Blasts from the Past Year



New readers may not have seen the following old stories that speak volume. We wish to repeat them in sequence.

Steve Ballmer: 'I would love to see all open source innovation happen on top of Windows'

Steve Ballmer apparently likes open source. Well, so long as it drives Windows revenue. And doesn't replace any. Ever. In fact, as he said at an event in Microsoft last week in London that he hopes to see all open-source innovation going to Windows, rather than Linux (more below).


Ballmer: Microsoft Will Buy Open-Source Companies

"We will do some buying of companies that are built around open-source products," Ballmer said during an onstage interview at the Web 2.0 Summit in San Francisco.


Steve Ballmer on Open Source, Online and Other

Any plans to bring development tools to other platforms? No.


OSI approves Microsoft licenses

For now though it’s all eyes on Microsoft to see what the company will do next, and in many ways this will be more interesting than whether or not the OSI approved the licenses. For reasons that were never fully explained, Microsoft wanted open source licenses.

Now that it’s got them, will it use them to release significant code to the community?


BECTA Revisited



Earlier on we wrote about what we can only suspect is rotten; it might end up as another BECTA scam. Here you can find some valuable background information from ITPro, which is UK-based.

Becta, open source and education: Too little, too late?



[...]

Slow adoption of open source and free software in UK schools can be attributed to the same kind of inertia that afflicts SMEs in the UK. It arises from a fear of the unknown, misapprehensions of the capabilities of the software, over-reliance on trusted suppliers, and general lack of awareness of the alternatives - but the major obstacle has been a lack of coordination, direction or understanding from the relevant authorities, exacerbated by a series of agreements with Microsoft at government level that have effectively tied the education system into Microsoft-only solutions.

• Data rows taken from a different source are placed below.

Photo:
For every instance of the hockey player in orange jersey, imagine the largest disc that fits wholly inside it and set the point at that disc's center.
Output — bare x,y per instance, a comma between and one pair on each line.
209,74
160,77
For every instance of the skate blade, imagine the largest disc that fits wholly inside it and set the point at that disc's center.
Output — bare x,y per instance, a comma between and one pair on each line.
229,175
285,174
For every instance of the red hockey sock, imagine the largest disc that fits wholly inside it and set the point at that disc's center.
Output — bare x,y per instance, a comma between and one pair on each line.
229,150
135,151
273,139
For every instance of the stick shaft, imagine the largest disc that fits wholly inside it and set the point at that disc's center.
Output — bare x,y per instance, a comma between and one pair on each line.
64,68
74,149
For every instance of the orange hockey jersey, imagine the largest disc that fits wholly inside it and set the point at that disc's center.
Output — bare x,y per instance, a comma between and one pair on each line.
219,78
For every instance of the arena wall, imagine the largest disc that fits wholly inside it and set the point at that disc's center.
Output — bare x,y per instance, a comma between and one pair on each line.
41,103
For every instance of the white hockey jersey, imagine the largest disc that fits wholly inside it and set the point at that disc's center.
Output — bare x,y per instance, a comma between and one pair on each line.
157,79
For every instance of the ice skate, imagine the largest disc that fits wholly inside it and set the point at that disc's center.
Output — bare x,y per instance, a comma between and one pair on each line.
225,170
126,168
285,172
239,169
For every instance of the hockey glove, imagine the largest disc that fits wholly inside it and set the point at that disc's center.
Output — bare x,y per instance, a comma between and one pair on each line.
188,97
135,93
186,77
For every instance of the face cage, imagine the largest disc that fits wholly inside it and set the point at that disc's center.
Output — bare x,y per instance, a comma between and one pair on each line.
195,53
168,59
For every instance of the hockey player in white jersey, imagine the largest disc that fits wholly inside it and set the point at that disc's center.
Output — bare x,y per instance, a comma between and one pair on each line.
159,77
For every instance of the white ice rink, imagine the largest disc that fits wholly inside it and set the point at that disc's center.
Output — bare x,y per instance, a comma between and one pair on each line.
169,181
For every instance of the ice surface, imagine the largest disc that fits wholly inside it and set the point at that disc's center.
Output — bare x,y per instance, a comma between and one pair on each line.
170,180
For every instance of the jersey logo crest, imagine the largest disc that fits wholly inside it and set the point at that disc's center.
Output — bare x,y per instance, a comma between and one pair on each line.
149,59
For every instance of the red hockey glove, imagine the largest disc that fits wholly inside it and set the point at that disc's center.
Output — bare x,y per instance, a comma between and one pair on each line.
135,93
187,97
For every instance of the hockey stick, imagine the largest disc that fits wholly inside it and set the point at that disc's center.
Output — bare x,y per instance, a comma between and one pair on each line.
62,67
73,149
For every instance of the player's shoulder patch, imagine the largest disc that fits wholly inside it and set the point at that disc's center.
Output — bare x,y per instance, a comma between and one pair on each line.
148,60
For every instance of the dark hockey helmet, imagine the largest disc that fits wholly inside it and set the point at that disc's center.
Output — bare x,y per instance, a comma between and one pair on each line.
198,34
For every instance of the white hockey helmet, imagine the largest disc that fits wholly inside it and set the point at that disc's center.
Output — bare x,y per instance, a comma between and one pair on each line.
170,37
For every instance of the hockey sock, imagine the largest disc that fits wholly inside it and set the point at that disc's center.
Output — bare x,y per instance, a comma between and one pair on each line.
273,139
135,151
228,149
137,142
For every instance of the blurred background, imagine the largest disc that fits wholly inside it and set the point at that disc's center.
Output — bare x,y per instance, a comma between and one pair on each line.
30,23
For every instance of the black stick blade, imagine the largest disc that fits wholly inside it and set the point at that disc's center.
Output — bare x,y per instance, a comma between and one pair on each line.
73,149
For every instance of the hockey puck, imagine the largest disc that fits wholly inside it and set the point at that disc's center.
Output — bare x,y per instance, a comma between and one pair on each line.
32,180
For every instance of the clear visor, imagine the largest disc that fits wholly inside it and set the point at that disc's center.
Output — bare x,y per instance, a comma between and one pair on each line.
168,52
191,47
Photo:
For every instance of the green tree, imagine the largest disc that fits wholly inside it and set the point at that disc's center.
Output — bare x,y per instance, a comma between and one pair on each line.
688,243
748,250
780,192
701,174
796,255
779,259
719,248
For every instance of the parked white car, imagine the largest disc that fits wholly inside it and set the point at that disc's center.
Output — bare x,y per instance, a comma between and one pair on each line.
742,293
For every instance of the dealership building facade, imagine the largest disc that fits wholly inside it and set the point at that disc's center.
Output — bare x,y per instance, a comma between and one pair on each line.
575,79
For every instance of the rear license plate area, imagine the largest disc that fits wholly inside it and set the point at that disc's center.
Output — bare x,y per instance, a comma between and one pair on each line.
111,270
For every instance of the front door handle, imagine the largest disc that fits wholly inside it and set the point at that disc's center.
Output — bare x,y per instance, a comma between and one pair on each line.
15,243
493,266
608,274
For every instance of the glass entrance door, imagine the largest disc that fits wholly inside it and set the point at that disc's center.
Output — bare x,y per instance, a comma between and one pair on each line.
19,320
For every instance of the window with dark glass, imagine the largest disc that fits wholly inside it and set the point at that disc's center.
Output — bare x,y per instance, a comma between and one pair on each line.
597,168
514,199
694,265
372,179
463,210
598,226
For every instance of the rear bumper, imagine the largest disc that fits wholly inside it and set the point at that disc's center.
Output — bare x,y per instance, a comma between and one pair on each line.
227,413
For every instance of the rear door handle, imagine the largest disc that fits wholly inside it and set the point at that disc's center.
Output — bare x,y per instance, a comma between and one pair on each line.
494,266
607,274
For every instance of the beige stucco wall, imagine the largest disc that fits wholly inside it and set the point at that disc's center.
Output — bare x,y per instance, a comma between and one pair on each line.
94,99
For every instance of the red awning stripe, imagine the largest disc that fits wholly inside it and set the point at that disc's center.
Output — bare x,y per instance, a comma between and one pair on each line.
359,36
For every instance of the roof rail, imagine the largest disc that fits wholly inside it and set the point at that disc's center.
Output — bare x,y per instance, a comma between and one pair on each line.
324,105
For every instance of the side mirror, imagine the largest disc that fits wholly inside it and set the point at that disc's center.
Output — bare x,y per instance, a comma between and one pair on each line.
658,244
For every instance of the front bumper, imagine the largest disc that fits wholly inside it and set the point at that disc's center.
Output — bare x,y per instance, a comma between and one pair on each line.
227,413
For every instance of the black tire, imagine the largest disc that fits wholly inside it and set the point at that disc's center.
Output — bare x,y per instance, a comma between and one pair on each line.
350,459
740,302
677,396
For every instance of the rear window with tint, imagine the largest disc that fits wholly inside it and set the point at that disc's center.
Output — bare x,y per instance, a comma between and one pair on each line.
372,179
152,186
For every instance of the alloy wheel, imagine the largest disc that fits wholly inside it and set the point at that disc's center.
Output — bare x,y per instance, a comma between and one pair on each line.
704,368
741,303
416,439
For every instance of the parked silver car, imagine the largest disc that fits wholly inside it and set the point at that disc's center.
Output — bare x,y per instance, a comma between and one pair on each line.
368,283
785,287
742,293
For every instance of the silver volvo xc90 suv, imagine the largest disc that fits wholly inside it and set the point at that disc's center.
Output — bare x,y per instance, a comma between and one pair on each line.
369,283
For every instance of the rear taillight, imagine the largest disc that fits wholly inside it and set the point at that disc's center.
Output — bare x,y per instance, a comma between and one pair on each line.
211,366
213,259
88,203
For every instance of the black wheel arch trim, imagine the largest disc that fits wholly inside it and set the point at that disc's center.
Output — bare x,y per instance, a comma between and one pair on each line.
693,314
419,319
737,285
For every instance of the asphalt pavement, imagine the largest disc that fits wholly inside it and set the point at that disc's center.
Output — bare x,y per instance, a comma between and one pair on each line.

Recall yet again which firm BECTA finally chose and who got designated for "Open Source". BECTA chose a Windows/Microsoft shop for so-called 'open source', whose site won't work without Flash. What a farce in the making. Later on they might use such a farce to throw 'blame' and pull a Newham [1, 2, 3, 4, 5, 6, 7].

BECTA seems to have deceived on "Open Source". Many in the UK will be deeply disappointed by the choice of a proprietary software workshop (consultancy). How can it be trusted in handling what should be open source software at schools? More absurd than this it hardly ever gets and flack for it is only to be expected in days to come.

Time to paddle back to "Free Software"? Gradually maybe? Need there be an index?

The Great OOXML Scam



“Remember: it's all just for marketing purposes.”For OOXML marketing needs, Microsoft India is still hijacking (or borrowing) "open source" and pretending to have embraced it (its own definition of it). Remember: it's all just for marketing purposes. This article seems like another Microsoft brainwash piece, but you may wish to familiarise yourself with the mental manipulation contained in it.

Moving a little further, it's clear that secret formats remain secret formats. Formed selfishly, put together privately (out of people's sight) and made dependent on a single platform and non-Free application, here is where we stand. There is still no OOXML. Nobody know what it is, yet Microsoft boasts about a mythical rubber stamp it acquired from ISO.

The standard as it stands is naked. It lacks a text. Where is it? The secret 30 April document is a phantom. We don't know yet if ISO can provide a consolidated version of the BRM results. We only know that member states adopted the non-existing text as a standard. Now the nations that filed complaints will be blamed for lack of delivery.


This one is good for a laugh as well. The level of deception has no bounds.



“You know what Microsoft’s problem really is? They’ve lost the ability to feel ashamed.”